Concentrations and flow rate can be measured directly from point sources (i.e. stacks, vents, flues) and leak rates can be measured around non-point sources ("fugitive emissions" or leaks from equipment such as flanges, valves, pump seals). Although direct measurement is more costly than other methods, this technique normally provides the most accurate results. The expense may be worthwhile if regulatory/operational needs require accurate determinations and other techniques are believed to overestimate emissions.
Such measurements are performed normally on a one-time or periodic basis (e.g. annually), and samples are typically collected over a few hours while the process is operating. Instruments are used to obtain a sample for subsequent analyses in a laboratory, or sampling and analysis can be conducted simultaneously with a continuous emissions monitor (CEM). Care must be taken when extrapolating short term measurements to long term (i.e. annual) emission estimates. The process generally should be sampled at typical or normal operating conditions unless emission information about an unusual or upset condition is required.

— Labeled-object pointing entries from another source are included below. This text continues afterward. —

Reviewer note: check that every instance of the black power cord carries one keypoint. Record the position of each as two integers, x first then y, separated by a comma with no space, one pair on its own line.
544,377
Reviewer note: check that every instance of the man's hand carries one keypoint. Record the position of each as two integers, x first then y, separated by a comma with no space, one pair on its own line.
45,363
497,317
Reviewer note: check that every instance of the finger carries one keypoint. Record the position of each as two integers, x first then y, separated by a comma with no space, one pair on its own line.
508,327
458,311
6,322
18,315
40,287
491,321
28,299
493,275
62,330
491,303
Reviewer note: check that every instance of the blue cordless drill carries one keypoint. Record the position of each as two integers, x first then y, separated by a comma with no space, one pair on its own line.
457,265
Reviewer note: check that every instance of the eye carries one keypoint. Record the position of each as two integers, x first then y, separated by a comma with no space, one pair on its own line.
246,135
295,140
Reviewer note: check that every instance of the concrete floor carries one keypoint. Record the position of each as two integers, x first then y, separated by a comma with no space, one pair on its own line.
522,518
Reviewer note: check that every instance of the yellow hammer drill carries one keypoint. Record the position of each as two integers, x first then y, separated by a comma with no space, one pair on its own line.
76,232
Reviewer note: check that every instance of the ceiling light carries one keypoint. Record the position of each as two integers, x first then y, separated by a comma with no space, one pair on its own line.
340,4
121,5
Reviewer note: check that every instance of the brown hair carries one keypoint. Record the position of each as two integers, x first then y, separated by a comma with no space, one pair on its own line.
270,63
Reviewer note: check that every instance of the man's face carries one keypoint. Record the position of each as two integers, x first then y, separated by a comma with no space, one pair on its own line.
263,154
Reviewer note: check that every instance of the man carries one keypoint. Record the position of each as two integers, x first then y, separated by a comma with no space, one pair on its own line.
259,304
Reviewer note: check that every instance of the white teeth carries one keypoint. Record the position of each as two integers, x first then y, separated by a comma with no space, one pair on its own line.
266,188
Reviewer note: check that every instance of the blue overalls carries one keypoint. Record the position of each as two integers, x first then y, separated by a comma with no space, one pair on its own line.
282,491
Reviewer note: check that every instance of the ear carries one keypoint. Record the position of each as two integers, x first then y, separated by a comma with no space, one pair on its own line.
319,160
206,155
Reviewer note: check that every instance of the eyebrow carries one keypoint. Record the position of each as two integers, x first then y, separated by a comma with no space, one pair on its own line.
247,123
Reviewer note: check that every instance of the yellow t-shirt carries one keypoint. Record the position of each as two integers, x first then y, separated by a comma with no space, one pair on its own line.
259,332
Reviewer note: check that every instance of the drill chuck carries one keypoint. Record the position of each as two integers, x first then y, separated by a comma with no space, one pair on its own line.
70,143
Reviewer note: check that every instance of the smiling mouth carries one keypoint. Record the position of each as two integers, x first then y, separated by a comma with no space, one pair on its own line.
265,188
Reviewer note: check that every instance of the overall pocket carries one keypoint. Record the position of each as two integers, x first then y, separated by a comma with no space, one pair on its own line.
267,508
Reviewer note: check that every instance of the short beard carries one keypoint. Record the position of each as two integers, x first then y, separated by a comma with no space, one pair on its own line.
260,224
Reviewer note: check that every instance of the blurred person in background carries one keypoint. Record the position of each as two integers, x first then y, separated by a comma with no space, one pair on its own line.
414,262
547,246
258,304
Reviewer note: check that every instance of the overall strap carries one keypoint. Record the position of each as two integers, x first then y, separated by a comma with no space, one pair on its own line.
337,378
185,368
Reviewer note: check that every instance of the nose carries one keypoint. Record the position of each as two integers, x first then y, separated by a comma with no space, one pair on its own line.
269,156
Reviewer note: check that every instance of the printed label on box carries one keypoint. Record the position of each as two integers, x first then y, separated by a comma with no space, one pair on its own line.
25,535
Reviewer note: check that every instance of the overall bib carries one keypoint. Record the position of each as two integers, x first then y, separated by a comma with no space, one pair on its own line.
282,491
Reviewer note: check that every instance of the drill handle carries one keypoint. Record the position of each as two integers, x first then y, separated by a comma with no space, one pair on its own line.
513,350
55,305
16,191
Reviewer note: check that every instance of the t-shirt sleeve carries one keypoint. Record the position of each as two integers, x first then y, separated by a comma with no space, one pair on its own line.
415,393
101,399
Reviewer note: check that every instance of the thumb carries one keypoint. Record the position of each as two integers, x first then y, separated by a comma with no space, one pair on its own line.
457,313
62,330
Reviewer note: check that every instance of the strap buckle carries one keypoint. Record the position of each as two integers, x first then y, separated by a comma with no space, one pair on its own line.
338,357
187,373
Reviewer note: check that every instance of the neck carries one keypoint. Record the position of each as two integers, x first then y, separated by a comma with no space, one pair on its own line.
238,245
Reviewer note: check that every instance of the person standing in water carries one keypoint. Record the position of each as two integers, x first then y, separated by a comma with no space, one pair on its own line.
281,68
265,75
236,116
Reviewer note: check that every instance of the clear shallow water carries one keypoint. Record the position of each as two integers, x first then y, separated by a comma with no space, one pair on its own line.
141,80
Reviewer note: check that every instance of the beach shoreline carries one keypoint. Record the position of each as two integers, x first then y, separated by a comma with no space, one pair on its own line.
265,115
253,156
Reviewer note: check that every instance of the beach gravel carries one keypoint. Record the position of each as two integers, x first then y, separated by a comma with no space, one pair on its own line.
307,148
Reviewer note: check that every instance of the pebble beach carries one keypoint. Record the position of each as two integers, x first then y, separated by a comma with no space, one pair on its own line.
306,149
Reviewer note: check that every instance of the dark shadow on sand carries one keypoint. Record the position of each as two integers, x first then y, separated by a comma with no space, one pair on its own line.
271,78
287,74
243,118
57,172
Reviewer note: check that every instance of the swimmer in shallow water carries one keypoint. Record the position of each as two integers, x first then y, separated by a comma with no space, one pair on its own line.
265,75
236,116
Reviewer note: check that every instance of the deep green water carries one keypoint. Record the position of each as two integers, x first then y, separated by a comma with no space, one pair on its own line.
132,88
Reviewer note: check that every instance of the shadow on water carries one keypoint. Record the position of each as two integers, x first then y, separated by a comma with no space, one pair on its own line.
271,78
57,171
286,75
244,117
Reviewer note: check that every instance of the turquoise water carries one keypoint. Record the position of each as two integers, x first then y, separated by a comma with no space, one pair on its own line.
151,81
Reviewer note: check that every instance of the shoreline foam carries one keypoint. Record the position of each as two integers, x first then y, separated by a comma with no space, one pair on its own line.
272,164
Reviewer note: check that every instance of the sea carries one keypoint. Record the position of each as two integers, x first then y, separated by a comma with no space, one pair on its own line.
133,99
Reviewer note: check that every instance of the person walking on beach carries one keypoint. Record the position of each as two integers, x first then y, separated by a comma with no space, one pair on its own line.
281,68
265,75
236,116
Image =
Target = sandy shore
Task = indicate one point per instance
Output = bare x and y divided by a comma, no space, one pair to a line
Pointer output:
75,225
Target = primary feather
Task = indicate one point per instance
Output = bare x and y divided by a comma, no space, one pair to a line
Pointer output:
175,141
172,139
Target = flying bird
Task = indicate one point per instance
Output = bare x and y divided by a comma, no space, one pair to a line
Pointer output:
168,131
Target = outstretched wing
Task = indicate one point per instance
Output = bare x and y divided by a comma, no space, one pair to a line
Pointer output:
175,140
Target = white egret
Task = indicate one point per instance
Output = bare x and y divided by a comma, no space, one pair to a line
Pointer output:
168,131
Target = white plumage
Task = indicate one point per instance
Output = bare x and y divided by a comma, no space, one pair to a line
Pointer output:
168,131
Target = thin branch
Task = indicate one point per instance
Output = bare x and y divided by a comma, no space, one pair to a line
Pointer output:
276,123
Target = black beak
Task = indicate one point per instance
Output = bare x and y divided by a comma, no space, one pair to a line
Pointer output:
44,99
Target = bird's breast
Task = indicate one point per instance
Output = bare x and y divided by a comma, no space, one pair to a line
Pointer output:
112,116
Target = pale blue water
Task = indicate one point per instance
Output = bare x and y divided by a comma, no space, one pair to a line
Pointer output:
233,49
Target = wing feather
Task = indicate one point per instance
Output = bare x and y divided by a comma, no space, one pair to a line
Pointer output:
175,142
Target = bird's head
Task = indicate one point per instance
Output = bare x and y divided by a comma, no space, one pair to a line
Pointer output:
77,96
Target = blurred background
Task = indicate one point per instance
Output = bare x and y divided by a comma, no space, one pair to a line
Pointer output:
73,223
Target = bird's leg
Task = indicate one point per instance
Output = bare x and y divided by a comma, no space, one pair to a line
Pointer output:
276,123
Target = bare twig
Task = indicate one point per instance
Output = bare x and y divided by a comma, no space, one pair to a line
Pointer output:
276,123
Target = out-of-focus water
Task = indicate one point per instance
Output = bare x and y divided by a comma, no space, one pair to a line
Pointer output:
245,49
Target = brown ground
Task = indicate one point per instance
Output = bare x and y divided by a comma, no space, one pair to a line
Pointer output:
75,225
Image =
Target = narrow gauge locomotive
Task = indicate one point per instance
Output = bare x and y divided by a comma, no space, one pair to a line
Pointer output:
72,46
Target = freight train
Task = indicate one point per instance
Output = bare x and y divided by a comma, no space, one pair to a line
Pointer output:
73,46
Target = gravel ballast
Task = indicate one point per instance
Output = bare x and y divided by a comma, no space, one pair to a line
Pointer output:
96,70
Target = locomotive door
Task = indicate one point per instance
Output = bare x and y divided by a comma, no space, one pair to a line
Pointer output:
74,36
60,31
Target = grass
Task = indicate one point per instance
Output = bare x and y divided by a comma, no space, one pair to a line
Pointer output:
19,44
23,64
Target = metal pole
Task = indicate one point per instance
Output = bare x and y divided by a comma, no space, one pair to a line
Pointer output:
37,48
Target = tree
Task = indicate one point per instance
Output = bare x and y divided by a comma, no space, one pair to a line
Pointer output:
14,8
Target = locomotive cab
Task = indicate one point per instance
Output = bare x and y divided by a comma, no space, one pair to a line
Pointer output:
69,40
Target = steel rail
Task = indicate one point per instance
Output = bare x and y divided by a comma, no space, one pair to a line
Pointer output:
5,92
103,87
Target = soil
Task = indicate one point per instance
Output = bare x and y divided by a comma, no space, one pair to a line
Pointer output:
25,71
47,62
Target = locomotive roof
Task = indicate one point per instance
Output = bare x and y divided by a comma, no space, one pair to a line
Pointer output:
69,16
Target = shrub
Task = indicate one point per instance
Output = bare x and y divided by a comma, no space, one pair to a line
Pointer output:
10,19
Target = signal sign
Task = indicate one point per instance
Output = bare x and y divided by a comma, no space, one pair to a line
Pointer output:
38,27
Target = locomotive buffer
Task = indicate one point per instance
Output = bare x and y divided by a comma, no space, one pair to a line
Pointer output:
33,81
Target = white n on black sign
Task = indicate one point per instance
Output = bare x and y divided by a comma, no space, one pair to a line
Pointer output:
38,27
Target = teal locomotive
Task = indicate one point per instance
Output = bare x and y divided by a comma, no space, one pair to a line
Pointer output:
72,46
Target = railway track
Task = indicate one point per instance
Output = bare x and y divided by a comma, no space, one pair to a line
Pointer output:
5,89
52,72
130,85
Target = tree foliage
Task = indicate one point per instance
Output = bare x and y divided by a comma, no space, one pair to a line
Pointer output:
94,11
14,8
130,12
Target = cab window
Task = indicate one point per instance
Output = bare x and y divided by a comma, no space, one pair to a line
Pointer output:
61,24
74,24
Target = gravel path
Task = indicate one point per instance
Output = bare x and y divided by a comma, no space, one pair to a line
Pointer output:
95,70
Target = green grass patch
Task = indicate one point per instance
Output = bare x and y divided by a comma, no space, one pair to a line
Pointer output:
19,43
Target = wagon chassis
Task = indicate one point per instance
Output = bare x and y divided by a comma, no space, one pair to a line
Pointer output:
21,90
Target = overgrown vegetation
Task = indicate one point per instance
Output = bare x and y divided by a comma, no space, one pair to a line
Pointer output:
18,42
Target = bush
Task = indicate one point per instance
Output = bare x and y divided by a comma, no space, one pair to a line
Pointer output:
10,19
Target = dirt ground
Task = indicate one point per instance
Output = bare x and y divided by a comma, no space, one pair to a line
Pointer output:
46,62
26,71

Factors relate the amount of a substance emitted to process/equipment variables. Emission factors developed for a specific site and process may yield accurate results if properly done. Published emissions factors are often developed using averaged data for several facilities and thus may not be representative of your specific process. In some cases, published factors may be the only practical way to generate estimates.
Chemical/physical properties (vapor pressure, temperature, etc.) and principles (ideal gas law, Raoult's law, etc.) can be used to estimate emissions based on process data. Calculations can provide reasonable estimates when assumptions used for such equations are justified based on your particular operation.
This method can be useful for processes where there is no chemical reaction, or no combustion/destruction of chemicals by heating. Since most manufacturing processes using isocyanates involve chemical reaction (moles/mass of pure compound input / output), this technique may not be appropriate for such applications and is not covered in this section.